I take in my surroundings, just in case. The front of the castle has a beautiful white marble fountain with intricate details of wolves running under the moon chiseled into the bottom. The sprout of the fountain was a gorgeous woman with long hair and a nice flowy dress holding the moon above her head all made of marble. That is where the water was coming out onto the fountain, was the moon. It was lit up as well, not like with lights, but its own glow. I was trying to study it closely to see how it illuminated so well at night time. But it was so beautiful and mesmerizing.

Gorgeous- asshole Orion went to raise his hand to my shoulder, I guess to guide me inside.

"Look, I don't know you well enough for you to touch me.

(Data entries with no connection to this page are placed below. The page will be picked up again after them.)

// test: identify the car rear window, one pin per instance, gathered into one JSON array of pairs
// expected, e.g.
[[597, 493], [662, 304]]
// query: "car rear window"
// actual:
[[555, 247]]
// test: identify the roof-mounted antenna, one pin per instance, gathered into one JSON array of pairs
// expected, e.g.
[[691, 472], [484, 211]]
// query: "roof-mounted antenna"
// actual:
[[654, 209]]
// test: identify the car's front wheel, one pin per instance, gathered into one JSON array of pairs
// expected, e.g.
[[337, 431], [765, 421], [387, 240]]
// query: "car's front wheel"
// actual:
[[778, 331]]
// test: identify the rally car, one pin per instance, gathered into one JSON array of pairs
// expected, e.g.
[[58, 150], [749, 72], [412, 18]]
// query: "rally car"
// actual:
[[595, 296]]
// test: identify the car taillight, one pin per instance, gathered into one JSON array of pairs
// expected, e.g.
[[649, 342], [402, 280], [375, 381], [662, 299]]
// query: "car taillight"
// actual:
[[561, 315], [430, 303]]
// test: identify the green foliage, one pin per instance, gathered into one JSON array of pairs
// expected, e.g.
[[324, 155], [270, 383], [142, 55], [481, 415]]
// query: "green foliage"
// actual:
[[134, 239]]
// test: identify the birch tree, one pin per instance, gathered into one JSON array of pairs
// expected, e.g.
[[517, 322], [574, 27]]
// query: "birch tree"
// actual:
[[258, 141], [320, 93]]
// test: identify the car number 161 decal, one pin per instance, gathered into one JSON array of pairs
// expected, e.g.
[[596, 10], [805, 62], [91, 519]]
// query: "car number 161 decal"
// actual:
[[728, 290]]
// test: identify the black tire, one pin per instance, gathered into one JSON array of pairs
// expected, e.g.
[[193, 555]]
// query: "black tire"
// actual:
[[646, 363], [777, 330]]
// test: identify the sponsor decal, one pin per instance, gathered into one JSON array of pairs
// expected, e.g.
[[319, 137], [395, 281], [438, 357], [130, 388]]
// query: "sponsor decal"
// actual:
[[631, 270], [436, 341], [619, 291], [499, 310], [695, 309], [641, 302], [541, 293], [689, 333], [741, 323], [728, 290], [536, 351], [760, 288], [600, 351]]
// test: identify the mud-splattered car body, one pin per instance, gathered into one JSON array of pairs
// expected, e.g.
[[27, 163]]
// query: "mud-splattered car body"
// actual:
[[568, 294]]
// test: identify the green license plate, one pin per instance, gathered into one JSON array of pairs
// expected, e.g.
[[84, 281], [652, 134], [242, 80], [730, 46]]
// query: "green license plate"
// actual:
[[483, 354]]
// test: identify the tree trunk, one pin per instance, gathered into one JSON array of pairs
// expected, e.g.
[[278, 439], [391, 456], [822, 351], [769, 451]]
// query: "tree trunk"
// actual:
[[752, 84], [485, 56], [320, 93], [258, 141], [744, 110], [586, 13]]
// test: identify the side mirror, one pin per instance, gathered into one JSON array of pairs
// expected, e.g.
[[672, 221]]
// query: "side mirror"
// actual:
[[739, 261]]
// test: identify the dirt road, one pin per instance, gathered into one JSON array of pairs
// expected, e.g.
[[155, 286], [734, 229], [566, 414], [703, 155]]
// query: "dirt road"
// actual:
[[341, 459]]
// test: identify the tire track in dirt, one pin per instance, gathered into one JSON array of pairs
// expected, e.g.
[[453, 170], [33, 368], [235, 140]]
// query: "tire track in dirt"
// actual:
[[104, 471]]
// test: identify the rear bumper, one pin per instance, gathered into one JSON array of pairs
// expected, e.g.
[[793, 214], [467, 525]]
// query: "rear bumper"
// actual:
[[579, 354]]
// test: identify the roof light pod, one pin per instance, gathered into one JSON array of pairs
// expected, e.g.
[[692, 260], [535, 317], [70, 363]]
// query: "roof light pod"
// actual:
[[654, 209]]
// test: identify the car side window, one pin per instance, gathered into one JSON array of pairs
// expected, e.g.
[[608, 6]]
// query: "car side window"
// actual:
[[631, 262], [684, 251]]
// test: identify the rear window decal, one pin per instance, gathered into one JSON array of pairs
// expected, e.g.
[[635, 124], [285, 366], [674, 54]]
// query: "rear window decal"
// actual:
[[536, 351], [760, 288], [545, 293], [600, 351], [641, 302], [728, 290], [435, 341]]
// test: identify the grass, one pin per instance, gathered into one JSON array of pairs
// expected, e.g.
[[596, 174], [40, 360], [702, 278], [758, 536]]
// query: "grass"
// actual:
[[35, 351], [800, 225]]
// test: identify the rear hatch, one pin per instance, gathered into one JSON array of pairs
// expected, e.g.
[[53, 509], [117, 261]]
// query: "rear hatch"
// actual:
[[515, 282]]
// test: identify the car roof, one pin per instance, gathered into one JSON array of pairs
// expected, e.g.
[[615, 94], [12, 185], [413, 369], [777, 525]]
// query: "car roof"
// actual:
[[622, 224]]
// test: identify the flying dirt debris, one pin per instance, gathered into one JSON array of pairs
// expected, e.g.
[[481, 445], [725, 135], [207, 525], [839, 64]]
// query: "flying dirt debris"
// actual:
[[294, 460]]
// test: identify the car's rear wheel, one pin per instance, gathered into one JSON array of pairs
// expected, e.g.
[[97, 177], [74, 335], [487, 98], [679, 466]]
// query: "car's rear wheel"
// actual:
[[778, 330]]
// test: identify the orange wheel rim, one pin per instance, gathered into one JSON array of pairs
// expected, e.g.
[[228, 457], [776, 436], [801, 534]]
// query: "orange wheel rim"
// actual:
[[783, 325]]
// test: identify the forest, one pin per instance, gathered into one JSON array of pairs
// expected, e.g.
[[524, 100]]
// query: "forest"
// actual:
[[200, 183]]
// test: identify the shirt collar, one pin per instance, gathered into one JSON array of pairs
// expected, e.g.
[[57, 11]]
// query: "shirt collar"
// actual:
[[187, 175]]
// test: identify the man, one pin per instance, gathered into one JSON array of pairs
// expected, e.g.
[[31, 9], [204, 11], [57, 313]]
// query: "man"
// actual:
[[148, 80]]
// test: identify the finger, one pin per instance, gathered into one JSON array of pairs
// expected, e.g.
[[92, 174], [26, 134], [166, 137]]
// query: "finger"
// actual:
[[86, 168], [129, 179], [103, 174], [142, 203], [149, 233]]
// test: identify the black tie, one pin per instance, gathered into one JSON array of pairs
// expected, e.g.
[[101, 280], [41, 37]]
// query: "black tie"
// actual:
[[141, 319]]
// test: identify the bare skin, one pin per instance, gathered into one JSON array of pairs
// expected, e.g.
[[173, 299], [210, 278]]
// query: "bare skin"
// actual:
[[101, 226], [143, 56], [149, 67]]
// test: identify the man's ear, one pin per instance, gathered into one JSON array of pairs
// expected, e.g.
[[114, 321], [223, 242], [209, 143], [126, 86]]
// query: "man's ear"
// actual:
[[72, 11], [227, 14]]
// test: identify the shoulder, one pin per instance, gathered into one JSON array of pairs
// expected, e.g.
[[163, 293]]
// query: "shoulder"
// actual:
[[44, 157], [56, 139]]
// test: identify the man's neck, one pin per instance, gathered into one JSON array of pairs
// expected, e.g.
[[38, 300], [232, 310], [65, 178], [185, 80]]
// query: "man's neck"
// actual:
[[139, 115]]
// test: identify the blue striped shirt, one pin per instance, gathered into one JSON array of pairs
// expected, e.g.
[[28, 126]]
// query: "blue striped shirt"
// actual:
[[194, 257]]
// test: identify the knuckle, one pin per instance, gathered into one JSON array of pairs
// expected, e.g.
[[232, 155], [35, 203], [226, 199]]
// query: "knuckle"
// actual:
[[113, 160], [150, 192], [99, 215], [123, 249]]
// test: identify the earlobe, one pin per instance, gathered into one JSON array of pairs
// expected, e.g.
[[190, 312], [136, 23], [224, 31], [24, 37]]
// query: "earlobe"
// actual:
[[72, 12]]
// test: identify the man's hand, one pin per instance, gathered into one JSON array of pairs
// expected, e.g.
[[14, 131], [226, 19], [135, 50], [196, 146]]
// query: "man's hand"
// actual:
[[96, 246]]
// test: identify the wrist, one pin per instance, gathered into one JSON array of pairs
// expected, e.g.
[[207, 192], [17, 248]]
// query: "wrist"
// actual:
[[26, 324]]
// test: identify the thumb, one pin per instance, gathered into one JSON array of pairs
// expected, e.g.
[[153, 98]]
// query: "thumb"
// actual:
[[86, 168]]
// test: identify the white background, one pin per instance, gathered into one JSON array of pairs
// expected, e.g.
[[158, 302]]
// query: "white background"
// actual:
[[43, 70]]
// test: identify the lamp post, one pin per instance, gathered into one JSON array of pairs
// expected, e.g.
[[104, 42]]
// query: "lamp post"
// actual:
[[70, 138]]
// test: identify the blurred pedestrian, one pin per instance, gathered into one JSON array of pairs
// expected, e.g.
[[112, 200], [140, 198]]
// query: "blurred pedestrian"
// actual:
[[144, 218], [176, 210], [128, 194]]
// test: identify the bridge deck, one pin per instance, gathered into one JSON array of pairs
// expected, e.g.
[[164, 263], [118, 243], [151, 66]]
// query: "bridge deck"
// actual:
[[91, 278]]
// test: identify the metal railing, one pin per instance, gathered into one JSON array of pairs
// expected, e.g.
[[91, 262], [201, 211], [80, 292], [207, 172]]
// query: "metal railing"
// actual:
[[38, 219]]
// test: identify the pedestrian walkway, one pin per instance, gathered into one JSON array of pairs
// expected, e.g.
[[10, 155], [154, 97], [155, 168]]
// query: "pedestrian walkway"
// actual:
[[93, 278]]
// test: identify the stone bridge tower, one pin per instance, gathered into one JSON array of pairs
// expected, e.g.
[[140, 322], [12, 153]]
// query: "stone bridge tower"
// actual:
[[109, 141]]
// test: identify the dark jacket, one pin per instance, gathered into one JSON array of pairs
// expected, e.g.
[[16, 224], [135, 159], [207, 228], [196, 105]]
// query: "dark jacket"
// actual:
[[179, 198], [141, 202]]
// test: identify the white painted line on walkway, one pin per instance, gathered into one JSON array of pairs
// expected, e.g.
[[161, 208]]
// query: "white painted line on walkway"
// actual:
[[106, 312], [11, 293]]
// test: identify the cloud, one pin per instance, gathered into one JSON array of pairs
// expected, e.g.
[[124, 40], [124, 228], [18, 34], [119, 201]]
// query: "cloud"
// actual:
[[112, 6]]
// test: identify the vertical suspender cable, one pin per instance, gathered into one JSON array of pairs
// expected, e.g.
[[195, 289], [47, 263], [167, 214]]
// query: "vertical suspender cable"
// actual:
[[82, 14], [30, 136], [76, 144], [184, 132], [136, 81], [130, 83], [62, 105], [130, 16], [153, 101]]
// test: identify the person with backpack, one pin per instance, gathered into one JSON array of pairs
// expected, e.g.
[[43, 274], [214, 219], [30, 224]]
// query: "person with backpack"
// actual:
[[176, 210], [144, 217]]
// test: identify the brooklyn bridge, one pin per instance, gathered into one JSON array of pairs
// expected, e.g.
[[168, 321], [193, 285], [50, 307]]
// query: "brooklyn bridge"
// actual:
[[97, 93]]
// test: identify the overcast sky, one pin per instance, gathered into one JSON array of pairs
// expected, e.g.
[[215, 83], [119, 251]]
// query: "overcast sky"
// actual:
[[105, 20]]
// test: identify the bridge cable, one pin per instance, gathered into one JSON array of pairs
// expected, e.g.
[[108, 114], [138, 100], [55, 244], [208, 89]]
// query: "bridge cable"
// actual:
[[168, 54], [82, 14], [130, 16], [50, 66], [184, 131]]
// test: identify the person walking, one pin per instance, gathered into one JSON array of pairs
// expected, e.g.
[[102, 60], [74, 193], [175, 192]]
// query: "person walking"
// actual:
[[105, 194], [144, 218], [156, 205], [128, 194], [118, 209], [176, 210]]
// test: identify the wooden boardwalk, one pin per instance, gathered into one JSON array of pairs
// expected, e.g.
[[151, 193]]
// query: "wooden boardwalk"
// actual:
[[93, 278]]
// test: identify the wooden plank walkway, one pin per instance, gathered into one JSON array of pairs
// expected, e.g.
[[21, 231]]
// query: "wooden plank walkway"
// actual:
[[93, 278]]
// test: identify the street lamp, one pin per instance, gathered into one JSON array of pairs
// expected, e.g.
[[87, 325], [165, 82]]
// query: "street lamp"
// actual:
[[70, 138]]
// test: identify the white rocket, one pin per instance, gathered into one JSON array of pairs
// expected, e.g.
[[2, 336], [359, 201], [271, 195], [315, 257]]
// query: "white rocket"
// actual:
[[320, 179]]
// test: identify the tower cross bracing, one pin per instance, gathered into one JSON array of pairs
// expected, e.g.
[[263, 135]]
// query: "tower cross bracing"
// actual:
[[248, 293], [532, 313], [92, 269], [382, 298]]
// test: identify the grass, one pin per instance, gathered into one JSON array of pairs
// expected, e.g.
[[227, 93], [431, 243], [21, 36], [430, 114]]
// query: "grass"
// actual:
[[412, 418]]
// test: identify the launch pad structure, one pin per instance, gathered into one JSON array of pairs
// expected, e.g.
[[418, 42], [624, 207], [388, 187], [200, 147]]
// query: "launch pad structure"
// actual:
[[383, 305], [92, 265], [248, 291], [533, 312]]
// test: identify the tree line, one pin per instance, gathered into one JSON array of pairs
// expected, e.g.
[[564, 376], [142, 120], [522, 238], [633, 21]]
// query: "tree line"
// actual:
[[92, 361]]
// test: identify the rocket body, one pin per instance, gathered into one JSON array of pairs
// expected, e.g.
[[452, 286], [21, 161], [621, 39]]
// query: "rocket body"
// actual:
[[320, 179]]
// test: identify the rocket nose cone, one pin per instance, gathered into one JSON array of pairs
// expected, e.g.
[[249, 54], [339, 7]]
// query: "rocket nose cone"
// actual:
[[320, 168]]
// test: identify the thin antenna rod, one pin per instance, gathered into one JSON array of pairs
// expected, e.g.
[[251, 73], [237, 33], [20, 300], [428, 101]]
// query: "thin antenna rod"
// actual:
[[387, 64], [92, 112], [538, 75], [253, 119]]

So if you could, please keep your hands in your pockets. Thanks."

I do NOT like being touched in any way, shape or form. Years of being abused and tortured by so-called "families" will do that to you. He didn't overstep though and retracted his hand.

I kept chewing on my lip and him putting his hand away put me at ease for a second but also made me sad immediately after.

What the hell is going on with me? It has to be exhaustion hitting me. I don't even know this murderer. But here I am just as jolly as I can be, walking next to someone that not even thirty minutes ago snapped a man's neck in front of me.

But ever since I met this handsome asshole, my sense of panic has died down a lot. I am still nervous because I don't want to be killed since I know he's capable of it. But I also feel sort of safe. Which is weird because I can't remember any time in my life when I felt that feeling. Safe.

All I know is I will NEVER depend on anyone else for my happiness or my life. I only have myself to depend on. I have to move forward, for me. I know no one is looking for me, which is okay. And I seriously don't know how, after all the years of torture and abuse, I still have a strong confidence and will to survive, or a gut feeling that I am meant for something more.

But whenever you have so many unanswered questions about your life and where you come from and where you will end up, that kind of gives you the push to keep going. Just for the answers.

Let's just make it through the rest of the night and tomorrow and see where my road will lead me. I can only pray it'll be a little easier from here on out. As long as I stay in survival mode and don't let people think they can push me around, I should be okay. 

Being a little lost is better than being walked on. I think.